My kids spend about 10-15 minutes 5-6x per week using apps or web sites to help them practice their French. Electronic sources can be a great supplement for language learning. Children feel like they are playing when using them, so they usually don’t argue about spending the time. Apps and websites that are game focused are also interactive, so the chances of children remembering what they are doing are higher than say watching TV for example (although we do that, too!).
iTooch makes a lot of apps. I reviewed the French grade-level bundles here. We recently had the chance to use two more (thank you, iTooch!).
iTooch Cahiers vacances
These apps are meant to be used over summer vacation between one school year and the next. I asked for the level between CE2 & CM1 (equivalent of grade 3 to grade 4). My daughter (age 10) has been using this app for a while, and she seems to like it.
The app style is quizzing (multiple choice) on a variety of subjects. The full list of what is covered in each level is here. I went one grade level down for my daughter (who is technically in grade 5) for 2 reasons: 1) the apps are geared to French students, so I have found in practice for most things that going one level down makes sense, and 2) there are a lot of France French culture and geography questions that I knew she’d have no idea what the answers were. At least going a level down would give her half a chance of getting a few of the questions right. Turns out my assessment was correct.
What I liked about the app
The huge quantity and variety of questions. Because students are being asked about a bunch of different things, they get the chance to see and apply different vocabulary. I also really liked that it keeps track of exactly what sections have been worked on and what the scores for each section were. When I opened the app to see what had been done, I could see the perfect scores in the French language section (yay) and the not so perfect scores on the France history questions (as expected).
The one drawback I see
Because it’s straight quizzing, most kids are likely to lose the “game” feel pretty quickly. This isn’t the end of the world because not everything in life is a game, but if you’re looking for a high fun factor, you won’t find it here. The cute little characters that appear when the student gets the question right help with this, but it’s still not really a game.
The intention for using this app for the last little while was to give my daughter a different way to practice her French. That goal was met. She has worked through all of the sections.
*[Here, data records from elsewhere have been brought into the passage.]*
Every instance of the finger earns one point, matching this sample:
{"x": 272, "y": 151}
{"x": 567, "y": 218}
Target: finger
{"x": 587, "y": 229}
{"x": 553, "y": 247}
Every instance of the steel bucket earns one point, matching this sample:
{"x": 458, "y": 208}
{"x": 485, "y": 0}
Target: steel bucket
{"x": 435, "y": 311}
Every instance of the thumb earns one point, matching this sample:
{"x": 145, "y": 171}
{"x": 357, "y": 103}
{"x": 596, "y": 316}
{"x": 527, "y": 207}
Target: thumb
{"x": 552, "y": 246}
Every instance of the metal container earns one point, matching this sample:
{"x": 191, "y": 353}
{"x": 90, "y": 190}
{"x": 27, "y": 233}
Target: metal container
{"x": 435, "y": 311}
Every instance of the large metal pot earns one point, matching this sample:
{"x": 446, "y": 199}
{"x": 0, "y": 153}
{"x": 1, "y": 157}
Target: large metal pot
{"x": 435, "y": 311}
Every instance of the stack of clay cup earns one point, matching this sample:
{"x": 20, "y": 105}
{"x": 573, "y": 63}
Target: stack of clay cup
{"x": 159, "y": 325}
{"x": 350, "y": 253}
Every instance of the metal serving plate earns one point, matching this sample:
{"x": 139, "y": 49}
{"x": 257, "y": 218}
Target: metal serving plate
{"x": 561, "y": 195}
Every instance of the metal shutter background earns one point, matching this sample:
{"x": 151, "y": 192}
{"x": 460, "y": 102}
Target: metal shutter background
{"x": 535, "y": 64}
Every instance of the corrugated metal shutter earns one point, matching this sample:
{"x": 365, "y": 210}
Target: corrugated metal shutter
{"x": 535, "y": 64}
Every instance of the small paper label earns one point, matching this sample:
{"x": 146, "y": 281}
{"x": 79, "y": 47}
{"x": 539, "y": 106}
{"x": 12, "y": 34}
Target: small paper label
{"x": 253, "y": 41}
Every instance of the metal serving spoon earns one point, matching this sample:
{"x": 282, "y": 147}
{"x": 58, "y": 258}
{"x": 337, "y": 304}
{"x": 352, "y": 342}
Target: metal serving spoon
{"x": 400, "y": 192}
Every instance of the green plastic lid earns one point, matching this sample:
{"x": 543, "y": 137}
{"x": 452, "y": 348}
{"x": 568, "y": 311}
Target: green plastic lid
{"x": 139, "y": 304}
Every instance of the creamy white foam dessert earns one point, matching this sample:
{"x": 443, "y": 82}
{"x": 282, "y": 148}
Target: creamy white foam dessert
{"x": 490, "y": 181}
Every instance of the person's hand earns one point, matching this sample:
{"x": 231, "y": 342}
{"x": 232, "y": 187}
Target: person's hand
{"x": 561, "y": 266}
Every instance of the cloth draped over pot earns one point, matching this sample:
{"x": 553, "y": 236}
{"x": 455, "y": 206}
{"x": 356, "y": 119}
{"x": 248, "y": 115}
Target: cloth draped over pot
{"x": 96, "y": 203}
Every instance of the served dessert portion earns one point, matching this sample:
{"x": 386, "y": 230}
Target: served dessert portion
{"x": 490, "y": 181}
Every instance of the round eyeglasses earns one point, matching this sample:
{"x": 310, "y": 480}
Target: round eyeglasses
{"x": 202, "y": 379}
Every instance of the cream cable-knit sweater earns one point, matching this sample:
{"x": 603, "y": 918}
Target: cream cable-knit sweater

Bottom line: If you’re looking for variety in French vocabulary practice while learning other things, this app could be a nice supplement. If you’d rather have something with straight up language practice, you’re probably better off with the other options previously reviewed.
iTooch français étrangère
This quizzing app goes through the fundamentals of the alphabet, sounds, pronunciations, grammar, verb conjugations and more. For the full description, click here. There is a free version with a few questions so you can try it before you buy the full version.
The app is geared to non-francophone students, but definitely not beginners. A student would need at least a base level of French before being able to use most of the sections of the app. The first few sections of “sons et mots” (sounds and words) are reasonably easy, but after that it gets difficult really quickly. For example, for one section, students need to be able to identify the adverb in the sentence. That’s hard to do for a beginner.
I should have read the description of this app more closely before I asked to review it. I was wondering why my son was resisting using it so much! It’s geared for ages 11-12+ and my son is 8. Oops. No wonder he didn’t like it – it was *way* too hard for him.
What I liked about the app
This app is one of the few advanced options that I have found that is still geared for non-Francophone students. I’m going to tuck this one away for a few years when both my kids are older. It will be a great way to fine-tune grammar and vocabulary.
Bottom-line: Good for students aged 11-12+ who are reasonably advanced in their knowledge. If that doesn’t fit your student’s profile, skip this one.